Berta Russo Bar Stools December 02, 2017 13:14:38
Bar Stools - An old tradition: Bar stools are arguably as old as bars themselves. When someone thought of putting up a relatively tall, long table that would serve as a centerpiece for a public house, it would not have taken long to think up appropriate seating. The bar is often at elbow height of a standing man of average height, for the purposes of making things easier for the bartender who serves while standing, and also to draw attention in a room. Its height meant that conventional chairs would leave patrons at chest or chin-height in relation to the bar, which is no way to enjoy some food or drink. When bar counters served as focal points for food and drink as they did in the old days, one really needed one`s hands at the right height. The obvious solution was to go to the bar counter, order food or drink, then finish it off while standing up and leave afterwards. This was fine for the utilitarian purpose of public houses, but soon people started wanting to hang out for longer. In any case, taverns and pubs profited from having customers hang around for more than just a drink or two. Bar stools were invented to provide comfort and in turn generate revenue for the owners. The height meant that the countertop was in easy reach, and the narrowness meant one could seat a large number of people at the long counter. Since then, going to the pub to meet the locals and congregating at the bar for some drinking have become traditional pastimes. It would probably be unthinkable to imagine a world without the age-old practice of chilling out with the guys or gals for a drink after work while resting one`s feet.
Most newer homes and apartments with a raised counter are built to accommodate 3 bar stools.

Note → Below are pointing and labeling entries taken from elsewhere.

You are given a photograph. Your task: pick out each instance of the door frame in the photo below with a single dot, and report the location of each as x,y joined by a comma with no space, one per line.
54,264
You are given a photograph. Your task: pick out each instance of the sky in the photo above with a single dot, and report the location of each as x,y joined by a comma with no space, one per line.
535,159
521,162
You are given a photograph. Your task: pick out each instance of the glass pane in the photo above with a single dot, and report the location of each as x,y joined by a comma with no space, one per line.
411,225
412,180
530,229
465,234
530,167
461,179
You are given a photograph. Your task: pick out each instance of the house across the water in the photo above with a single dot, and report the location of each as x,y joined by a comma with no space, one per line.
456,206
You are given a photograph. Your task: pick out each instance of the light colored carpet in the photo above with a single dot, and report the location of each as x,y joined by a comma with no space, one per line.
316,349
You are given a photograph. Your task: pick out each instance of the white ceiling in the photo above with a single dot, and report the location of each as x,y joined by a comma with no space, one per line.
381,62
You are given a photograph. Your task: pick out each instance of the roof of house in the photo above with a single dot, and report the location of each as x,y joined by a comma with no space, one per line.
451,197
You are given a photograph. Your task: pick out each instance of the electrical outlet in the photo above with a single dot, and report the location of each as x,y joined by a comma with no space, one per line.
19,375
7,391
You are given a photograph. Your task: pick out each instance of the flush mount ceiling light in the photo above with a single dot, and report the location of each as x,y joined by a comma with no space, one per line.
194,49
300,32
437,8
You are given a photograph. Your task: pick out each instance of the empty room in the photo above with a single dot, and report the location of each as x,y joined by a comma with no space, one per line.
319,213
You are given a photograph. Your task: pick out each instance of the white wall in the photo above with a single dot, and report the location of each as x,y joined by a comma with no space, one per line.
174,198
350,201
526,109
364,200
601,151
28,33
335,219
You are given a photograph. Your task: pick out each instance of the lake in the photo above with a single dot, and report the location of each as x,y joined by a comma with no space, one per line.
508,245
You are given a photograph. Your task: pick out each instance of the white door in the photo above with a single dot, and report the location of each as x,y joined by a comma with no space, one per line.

As a general rule of thumb, allow 24" from the center of one seat to the center of the next seat. A 6 foot long counter can generally accommodate 3 stools. An 8 foot counter 4 bar stools. This obviously depends on the measurements of the particular stool in which you are interested. You can always buy an extra and use it for additional guests.
Most people require either a 26" or a 30" bar stool. If the counter you wish to furnish is 36" high you will need a 24 or 26 inch stool. Most standard kitchen counters are 35-37 inches high. If you have a standard slide-in cook top standard dishwasher or other standard size appliances that are level with your counter tops chances are you have a standard height counter top.
What all these stools have in common is that they are made of wood. Back in the times of wild west, metal was not as prevalent as it is today, and the cowboys had to make do with the materials that were more readily accessible, in particular wood. So the cowboys had to master the art of woodworking to create these stools. The other materials the cowboys had available were natural leathers, either coming from caught wild animals, but more commonly from the cows that were slaughtered for their meat.
Saddle Bar stools: A great new style that is becoming increasingly popular is the wooden saddle bar stool. These stools have a longer, rectangular seat, and the middle is lower than the ends. Many people feel that these stools are more comfortable than normal wooden stools.
There are two uses for bar stools in a typical American kitchens and game rooms: First is with 40-42 inches tall bar tops, and the corresponding comfortable sitting level of the bar counter stool is about 30-32 inches above ground. Second is with the counter tops, which have a typical height of three feet, or 36 inches, and a good sitting height with those is 24-25 inches. Likewise, the small dinette tables for nooks or game rooms are often somewhere between the bar top height and the counter top height. When you want to use your bar stool (or a counter height stool) in all of the above circumstances, then an adjustable height stool is a good choice. Not surprisingly, most adjustable stools will adjust between 24 and 30 inches in height.